J’ai aussi appris comment une AG pouvait être retournée par de simples prises de paroles lorsque après avoir voté pour accueillir les lycéens du lycée de Chatenay-Malabry, qui avait été évacué après son occupation, il a suffit d’une intervention de professeurs pour faire passer le vote de favorable à les accueillir à refus de peur de subir le même sort. J’ai alors découvert ce qu’était être minoritaire quand on décidait de ne pas céder à la peur et de défendre ses convictions même contre ses camarades et contre les profs. La proviseure, prof de français latin grec, ne supportera pas de nous voir manger nos sandwichs sur les marches de l’escalier d’honneur et dépassée par les événements renoncera à son poste.

Je viens d’une famille de résistants déportés (ma mère, mon père, ma grand-mère) avec des débats à n’en plus finir sur la justesse ou non des attentats contre les allemands et sur le fait de réserver les armes aux hommes (il n’y en avait tellement peu comme m’expliquait mon parrain, dirigeant de l’OCMJ, Organisation Civile et Militaire Jeunes). J’en garde une solide éducation antifasciste. Aussi lors de ma première participation à une manifestation devant la sous-préfecture d’Antony, je ne comprends pas le slogan CRS-SS.

Je rejoins le CAL, comité d’action lycéen

A l’écoute des radios mais aussi de mes frères lorsqu’ils repassent par la maison pour se changer, l’envie d’aller voir ce qui se passe à la Sorbonne me démange et je décide donc d’y aller en stop avec une amie, il ne faut pas oublier qu’il n’y a plus de transports. Le retour à la maison fut moins glorieux, ma mère appréciant peu cette initiative, malheureusement pour moi soutenue par mes frères qui gardaient encore des restes de l’éducation très stricte que nous avions reçu. Il faut dire qu’à l’époque une jeune fille de 15 ans ne se promenait pas seule et encore moins en stop et dans une ville en ébullition. La majorité est alors à 21 ans et ce jusqu’au 5 juillet 1974 où elle passera à 18 ans.
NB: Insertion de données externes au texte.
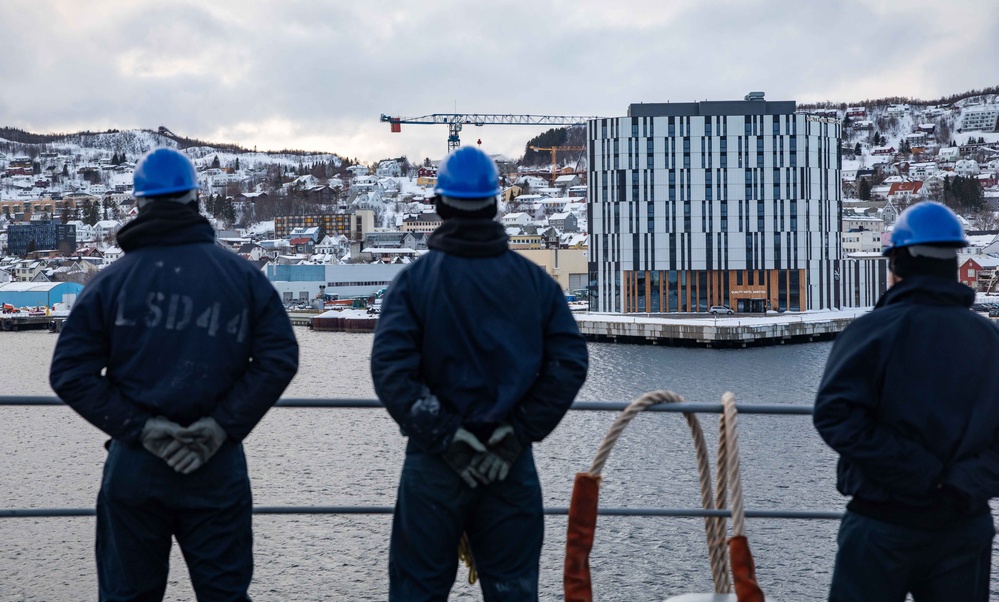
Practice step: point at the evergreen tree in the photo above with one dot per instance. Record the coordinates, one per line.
(229, 211)
(864, 190)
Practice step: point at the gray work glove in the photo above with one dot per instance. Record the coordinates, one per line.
(159, 436)
(504, 449)
(200, 441)
(461, 455)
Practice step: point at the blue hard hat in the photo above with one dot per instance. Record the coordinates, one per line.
(163, 171)
(927, 223)
(468, 173)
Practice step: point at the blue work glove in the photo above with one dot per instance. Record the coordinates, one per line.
(504, 449)
(462, 454)
(199, 442)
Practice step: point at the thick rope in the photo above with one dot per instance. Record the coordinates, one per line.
(714, 526)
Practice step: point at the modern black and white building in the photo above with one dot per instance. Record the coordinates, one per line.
(732, 203)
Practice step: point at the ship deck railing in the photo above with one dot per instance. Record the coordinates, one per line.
(579, 406)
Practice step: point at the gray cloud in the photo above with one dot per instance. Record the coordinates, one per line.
(307, 74)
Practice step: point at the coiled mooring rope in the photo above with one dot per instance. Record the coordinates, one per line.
(728, 480)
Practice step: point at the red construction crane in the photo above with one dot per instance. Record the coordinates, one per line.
(454, 122)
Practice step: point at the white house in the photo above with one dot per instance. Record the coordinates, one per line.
(112, 254)
(966, 167)
(518, 218)
(389, 169)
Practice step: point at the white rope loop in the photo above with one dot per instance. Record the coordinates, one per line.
(714, 526)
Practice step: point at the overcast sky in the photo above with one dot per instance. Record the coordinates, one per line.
(316, 74)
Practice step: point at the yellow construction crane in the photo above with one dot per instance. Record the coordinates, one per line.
(555, 149)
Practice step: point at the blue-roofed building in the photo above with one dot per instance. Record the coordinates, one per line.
(39, 294)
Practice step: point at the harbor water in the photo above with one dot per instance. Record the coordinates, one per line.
(51, 458)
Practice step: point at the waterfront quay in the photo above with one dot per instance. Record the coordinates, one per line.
(700, 330)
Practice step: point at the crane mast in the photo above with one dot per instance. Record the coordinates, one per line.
(455, 121)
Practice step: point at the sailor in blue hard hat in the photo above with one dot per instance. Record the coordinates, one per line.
(476, 356)
(176, 351)
(926, 239)
(906, 404)
(164, 174)
(467, 185)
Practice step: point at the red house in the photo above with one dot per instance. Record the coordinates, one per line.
(968, 273)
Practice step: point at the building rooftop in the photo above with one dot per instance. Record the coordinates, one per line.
(712, 107)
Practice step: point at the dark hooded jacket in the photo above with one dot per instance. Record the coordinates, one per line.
(178, 327)
(910, 401)
(474, 334)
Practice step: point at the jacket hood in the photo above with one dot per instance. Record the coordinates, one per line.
(165, 223)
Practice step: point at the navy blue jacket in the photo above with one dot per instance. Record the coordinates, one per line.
(482, 329)
(184, 328)
(910, 398)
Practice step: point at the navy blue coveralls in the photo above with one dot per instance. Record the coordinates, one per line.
(490, 335)
(181, 328)
(910, 401)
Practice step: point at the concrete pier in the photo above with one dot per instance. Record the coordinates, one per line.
(723, 331)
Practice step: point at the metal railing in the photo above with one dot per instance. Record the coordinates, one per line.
(585, 406)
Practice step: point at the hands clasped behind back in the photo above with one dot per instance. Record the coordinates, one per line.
(185, 449)
(504, 449)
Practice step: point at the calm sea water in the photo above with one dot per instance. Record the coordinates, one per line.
(50, 457)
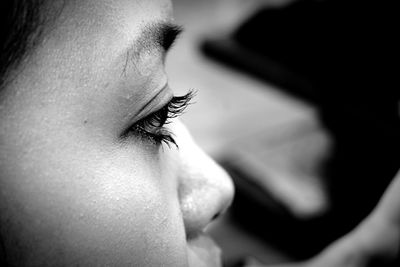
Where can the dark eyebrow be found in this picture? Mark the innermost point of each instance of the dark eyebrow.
(155, 36)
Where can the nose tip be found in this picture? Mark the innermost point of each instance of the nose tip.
(204, 196)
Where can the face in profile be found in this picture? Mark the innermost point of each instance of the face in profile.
(95, 168)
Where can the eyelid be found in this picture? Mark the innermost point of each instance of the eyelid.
(159, 100)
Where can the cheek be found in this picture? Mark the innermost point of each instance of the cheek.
(115, 207)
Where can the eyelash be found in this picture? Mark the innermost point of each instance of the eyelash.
(152, 127)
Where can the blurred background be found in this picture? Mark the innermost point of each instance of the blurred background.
(297, 100)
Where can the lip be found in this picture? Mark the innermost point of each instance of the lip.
(203, 252)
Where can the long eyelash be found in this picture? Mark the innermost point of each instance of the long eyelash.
(175, 107)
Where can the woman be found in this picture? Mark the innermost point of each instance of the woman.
(94, 167)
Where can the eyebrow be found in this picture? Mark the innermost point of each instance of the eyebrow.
(154, 36)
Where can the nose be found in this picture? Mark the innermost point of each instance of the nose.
(205, 189)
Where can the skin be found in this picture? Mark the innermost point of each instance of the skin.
(72, 190)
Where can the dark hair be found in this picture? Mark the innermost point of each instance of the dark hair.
(20, 27)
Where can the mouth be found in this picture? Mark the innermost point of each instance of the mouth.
(203, 252)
Ces semaines de grève me vaudront un refus de passer en terminale C. N’ayant qu’une obsession, quitter le lycée, je me poserai même la question de passer mon bac en 68 en candidate libre mais renonçais faute de savoir quoi faire ensuite, et me résignais à passer en terminale D, c’est à dire sciences. C’était une sanction absurde car je n’étais pas bonne en sciences naturelles et par contre avait obtenu quasiment chaque année depuis la sixième un prix ou un accessit de mathématiques, puis des accessits en physique et chimie. Ma mère rêvait de me voir rejoindre l’école de physique et chimie de Paris. Mai 68 vint briser ce rêve d’une mère qui n’avait pas eu la chance de pouvoir faire des études et qui avait donc investi énormément dans ses enfants et qui m’avait constamment répété qu’une femme devait avoir un métier pour ne pas dépendre d’un homme. Elle voulait que la leçon douloureuse de sa vie évite à sa fille de se retrouver dans la même situation. Je lui en saurai gré à tout jamais.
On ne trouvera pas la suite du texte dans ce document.